The bank has set up a web page to keep affected customers informed

Bank of New York loses 12.5 million customer details

Possibly the largest data breach this year, bank admits

vnunet.com, 29 Aug 2008

The Bank of New York Mellon (BNY Mellon) has admitted that the number of its customers hit by a data breach was much larger than previously stated.

The bank informed customers in May that 4.5 million customer account details, including names, addresses, dates of birth and Social Security numbers, had been compromised after two sets of tape backups went missing from a third-party courier.

However, it has now increased that figure to 12.5 million, possibly making this the biggest data breach of the year.

“It is simply outrageous that this mountain of information was not better protected, and it is equally outrageous that we are hearing about a possible six million additional individuals and businesses six months later,” said the Connecticut governor Jodi Rell.

“We fear a substantial number Connecticut residents are among this latest group. Had the hundreds of thousands of Connecticut residents affected been notified immediately that their data had been compromised, they could have taken steps to protect themselves.”

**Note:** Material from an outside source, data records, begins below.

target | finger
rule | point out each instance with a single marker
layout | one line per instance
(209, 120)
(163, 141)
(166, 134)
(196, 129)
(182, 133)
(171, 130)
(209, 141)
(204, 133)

She added that she was considering levying financial penalties over the breach and instructing it to make financial restitution to customers. Her consumer protection commissioner Jerry Farrell Jr is investigating the case.

"Nothing in the data we were given in May and June by BNY Mellon indicated in any way that these additional six million individuals and businesses were involved," said Farrell.

“This certainly raises serious additional questions about how secure personal identifying data is at BNY Mellon and widens the scope of our investigation.”

Bank of New York Mellon is the world's largest custodial bank and one of the 10 largest asset managers. It is notifying customers about the breach, but says there is no evidence that the data has been abused.

The bank has set up a web page to keep people informed and is offering two years of free credit monitoring, $25,000 worth of identity theft insurance, reimbursement for the cost of one placement and one removal of a credit freeze for each of the three national credit reporting bureaus to customers affected.